Welcome to Bob Lutz week at TTAC! I spent several hours recently with the auto industry’s most notorious executive, and elements of that interview will be the basis for much of my writing this week. We’ll also be capping the whole thing off by voting on the 2010-2011 Lutzie award for most unfortunate quote by an auto exec. And rather than jumping right into the meat of the interview, I want to kick off Lutz week by looking at a few cars that came up in our meandering conversation. After all, these are not just vehicles… when Lutz brings them up in an interview, they become stories, little encapsulations of his philosophy or the state of the company that made them. Let’s start with a car that I literally had never heard of before he mentioned it almost in passing: the Dodge Dakota Convertible. Eat your heart out, Murano CrossCabriolet… the Dakota was the original “WTF-vertible.”
Given his reputation for over-the-top vehicles like the Viper and Volt, and his general fondness for drop-tops, you might think that the Dakota ‘vert was one of Bob Lutz’s “babies,” but if that were the case his enthusiasm for the truckvertible has waned considerably.
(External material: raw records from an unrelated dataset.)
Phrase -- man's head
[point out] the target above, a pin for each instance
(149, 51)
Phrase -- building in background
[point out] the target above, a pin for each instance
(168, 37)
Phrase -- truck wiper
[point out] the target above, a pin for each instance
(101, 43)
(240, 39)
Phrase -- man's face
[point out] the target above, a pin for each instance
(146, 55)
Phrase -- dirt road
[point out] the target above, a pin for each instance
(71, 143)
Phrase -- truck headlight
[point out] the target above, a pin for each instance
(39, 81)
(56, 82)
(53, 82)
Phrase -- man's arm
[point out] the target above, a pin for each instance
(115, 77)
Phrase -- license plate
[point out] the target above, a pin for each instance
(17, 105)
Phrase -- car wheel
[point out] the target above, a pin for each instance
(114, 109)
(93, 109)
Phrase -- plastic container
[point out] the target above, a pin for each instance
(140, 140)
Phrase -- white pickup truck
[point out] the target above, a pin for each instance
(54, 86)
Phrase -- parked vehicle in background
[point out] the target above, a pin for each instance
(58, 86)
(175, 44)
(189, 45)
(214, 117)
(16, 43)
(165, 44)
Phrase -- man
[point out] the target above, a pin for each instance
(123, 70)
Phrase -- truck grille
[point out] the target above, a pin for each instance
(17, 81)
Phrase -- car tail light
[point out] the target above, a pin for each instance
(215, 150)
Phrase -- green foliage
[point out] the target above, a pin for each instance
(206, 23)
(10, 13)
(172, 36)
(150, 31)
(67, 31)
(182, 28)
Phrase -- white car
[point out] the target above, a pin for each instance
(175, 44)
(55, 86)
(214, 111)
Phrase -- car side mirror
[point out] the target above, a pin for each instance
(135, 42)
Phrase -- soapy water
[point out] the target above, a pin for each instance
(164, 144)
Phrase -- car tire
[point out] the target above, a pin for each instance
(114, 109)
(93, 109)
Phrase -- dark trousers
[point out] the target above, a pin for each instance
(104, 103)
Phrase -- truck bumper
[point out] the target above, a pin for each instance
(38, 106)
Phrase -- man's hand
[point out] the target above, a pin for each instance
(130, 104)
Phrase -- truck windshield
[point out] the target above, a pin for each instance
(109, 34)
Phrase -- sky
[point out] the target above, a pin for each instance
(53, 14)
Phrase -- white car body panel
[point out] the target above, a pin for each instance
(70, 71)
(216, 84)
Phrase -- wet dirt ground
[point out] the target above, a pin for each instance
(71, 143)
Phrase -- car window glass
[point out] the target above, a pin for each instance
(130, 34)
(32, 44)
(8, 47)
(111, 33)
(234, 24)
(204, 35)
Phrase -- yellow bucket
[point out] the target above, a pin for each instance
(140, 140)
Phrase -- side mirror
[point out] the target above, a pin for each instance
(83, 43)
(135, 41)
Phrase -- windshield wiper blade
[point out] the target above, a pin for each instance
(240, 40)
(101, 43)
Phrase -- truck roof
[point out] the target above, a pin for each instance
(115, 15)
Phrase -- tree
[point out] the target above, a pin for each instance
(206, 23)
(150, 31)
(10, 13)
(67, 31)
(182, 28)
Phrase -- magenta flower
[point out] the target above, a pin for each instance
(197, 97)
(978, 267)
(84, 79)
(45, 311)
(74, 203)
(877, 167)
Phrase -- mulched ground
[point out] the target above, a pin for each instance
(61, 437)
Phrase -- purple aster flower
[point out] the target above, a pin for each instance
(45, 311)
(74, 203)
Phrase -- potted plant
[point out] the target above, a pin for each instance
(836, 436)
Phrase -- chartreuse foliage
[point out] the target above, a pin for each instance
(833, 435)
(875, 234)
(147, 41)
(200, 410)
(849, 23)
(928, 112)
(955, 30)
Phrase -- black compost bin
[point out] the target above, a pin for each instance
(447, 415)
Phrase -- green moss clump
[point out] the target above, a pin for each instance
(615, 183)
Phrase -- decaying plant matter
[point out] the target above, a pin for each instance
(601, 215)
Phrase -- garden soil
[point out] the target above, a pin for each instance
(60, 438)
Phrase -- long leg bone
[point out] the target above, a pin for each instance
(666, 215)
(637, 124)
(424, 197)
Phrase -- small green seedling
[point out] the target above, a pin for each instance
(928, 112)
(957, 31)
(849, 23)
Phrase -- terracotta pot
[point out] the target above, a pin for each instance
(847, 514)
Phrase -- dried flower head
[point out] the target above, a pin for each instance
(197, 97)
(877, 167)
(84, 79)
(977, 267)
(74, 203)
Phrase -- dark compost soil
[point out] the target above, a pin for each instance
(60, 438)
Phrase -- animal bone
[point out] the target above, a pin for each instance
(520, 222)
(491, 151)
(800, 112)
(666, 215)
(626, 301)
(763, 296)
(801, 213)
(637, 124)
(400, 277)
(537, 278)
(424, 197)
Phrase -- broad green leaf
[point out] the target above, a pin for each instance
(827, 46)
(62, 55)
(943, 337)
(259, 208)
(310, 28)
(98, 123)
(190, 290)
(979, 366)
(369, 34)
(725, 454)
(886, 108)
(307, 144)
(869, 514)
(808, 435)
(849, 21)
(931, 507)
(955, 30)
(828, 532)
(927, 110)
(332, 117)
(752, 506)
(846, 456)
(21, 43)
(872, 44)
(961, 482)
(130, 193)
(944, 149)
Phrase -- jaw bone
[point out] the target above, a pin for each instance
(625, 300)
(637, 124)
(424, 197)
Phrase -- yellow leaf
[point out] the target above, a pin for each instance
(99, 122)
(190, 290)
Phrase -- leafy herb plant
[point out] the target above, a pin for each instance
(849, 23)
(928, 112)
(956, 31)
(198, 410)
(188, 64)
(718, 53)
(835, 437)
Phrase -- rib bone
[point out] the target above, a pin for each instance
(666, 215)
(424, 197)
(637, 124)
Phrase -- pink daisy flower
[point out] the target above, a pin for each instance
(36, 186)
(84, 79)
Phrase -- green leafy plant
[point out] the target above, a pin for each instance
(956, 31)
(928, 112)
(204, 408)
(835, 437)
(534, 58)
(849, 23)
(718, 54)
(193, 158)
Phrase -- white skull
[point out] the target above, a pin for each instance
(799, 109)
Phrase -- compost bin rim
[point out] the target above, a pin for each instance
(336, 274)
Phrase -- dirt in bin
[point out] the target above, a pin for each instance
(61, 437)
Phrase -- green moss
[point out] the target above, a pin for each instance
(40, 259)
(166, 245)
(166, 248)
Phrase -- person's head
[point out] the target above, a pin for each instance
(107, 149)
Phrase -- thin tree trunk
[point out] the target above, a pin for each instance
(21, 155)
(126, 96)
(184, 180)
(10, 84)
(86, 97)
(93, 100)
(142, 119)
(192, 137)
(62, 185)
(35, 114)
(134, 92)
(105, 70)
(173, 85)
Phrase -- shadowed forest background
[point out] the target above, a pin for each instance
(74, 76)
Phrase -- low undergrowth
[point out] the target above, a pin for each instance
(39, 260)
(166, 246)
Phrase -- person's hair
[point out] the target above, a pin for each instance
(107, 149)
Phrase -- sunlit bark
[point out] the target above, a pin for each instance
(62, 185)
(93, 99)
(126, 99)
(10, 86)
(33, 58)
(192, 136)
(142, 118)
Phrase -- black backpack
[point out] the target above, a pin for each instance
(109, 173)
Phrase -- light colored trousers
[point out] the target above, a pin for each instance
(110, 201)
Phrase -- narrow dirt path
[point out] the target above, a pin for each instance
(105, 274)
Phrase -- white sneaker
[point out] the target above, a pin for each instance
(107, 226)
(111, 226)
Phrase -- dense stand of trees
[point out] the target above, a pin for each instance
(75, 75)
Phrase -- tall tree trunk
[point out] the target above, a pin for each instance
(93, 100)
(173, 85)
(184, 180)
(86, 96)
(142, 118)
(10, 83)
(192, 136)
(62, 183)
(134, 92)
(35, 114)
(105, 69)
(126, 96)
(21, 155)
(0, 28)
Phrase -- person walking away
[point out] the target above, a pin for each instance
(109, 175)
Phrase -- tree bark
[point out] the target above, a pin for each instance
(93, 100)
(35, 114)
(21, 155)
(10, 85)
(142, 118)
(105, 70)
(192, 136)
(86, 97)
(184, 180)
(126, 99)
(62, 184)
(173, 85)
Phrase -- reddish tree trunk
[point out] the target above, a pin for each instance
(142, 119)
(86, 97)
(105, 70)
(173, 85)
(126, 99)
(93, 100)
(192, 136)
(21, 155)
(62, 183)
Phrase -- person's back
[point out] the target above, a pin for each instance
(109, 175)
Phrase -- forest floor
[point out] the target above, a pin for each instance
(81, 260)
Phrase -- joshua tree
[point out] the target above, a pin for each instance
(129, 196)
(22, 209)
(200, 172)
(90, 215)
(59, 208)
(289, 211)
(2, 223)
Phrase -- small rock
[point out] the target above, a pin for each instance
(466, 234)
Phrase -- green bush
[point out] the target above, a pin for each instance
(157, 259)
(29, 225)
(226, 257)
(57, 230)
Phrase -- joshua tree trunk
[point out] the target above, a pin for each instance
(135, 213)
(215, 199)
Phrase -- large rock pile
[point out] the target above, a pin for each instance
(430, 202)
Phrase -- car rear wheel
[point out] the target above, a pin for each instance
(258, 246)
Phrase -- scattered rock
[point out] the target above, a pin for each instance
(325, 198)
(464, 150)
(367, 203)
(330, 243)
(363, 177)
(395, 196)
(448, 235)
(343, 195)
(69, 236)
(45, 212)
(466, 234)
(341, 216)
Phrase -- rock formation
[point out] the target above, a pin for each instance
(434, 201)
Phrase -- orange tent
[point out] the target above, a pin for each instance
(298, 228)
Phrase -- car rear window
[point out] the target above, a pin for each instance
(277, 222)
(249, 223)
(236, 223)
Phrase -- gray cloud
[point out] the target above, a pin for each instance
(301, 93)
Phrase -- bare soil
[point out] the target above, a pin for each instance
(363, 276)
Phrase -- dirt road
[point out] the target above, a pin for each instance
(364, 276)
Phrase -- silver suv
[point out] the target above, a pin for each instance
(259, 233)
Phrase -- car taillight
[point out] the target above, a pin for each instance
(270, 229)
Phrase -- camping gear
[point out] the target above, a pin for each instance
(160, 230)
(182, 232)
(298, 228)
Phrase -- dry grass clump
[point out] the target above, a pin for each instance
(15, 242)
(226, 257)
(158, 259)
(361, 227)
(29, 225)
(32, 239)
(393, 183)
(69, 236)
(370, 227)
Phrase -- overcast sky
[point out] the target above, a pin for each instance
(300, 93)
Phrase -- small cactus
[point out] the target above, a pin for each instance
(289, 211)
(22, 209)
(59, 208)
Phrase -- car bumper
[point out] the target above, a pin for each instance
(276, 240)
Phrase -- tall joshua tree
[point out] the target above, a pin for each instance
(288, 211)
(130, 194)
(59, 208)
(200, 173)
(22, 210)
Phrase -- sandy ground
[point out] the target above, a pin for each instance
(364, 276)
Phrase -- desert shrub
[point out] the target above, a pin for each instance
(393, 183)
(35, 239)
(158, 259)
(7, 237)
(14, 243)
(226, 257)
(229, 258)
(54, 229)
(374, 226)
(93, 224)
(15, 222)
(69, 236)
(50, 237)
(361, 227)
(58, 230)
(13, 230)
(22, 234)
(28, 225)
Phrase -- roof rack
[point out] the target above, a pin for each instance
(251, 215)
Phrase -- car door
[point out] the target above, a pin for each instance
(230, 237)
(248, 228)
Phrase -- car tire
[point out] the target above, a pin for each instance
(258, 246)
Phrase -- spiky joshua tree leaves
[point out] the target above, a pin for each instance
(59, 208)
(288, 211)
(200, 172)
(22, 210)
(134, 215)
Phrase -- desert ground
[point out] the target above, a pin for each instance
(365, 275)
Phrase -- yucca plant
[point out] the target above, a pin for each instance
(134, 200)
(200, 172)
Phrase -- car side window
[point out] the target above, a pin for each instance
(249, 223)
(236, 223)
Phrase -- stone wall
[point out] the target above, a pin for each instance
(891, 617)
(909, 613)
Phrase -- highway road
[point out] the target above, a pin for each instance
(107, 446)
And, the way he tells the story, the Dakota’s topless conversion was not a gut-call for a strong niche product, but the outgrowth of Chrysler’s brief infatuation with “brand management.” But let’s let Lutz tell the story himself, which opens sometime around 1988, when Hal Sperlich was forced out of the company and Lutz began taking over more responsibility:
Like many other companies at the time, Iacocca got himself talked into ‘brand management’ by a board member, a guy by the name of Paul Sticht who was with RJR Nabisco. And so we had the famous Jerry York running Dodge brand and they were going to dictate product priorities to us. Jeep was intelligent enough to just say ‘hey, we’re on the right track. We’ll do the V8 Grand Cherokee and all the other stuff that followed on.’ But Jerry York wanted to make a mark, so he wanted a a Dodge Shadow convertible, for which we didn’t have the money, and he wanted a Dakota pickup convertible. *laughs* There’s a few around. I think we sold like a thousand. Maybe.
I saw one the other day at an airport out in California. Slammed. I think the Dakota convertible had to be the leakiest convertible top of all time… we had it done by ASC down in Mexico. It would be fun to have one just because they’re so rare… but once Iacocca saw that brand management wasn’t working, I became the real President.
My initial curiosity about the story was based wholly in the fact that I hadn’t been aware of the existence of a convertible pickup other than the SSR. But, having reflected on the story, I realized that this anecdote actually shows an interesting side of Lutz’s character. Though best known as the father of all kinds of outlandish machinery, Lutz is not the kind of guy to champion anything that’s out of the automotive norm simply because of its unusualness. Though Lutz clearly likes the idea of a rare convertible pickup, his dismissive attitude towards the Dakota Convertible’s genesis says a lot about his attitude towards new product development: in short, when an idea comes from “product guys” he tends to like it, but when it comes from “brand managers” he tends to be less supportive.
The problem with that attitude? By emphasizing problems in product conception rather than the product itself, Lutz opens himself to repeating mistakes that others have made, in the belief that a more product-oriented process (rather than a brand-oriented process) will have more success. The obvious example of this is the SSR truckvertible that Lutz championed into production at GM. Though it sold considerably more than a thousand units (estimated volume: 24,150 between 2003 and 2005), the SSR was still ultimately a flop. Would Lutz have pushed the SSR into production when he arrived at GM if the Dakota Convertible hadn’t been pushed on him by Jerry York’s Dodge “brand managers”? York and company certainly provided an easy scapegoat for one of the weirdest vehicles ever produced. And with the benefit of hindsight, it now seems fairly clear that drop-top pickups are a problematic proposition whether they come from “product guys” or “brand managers.”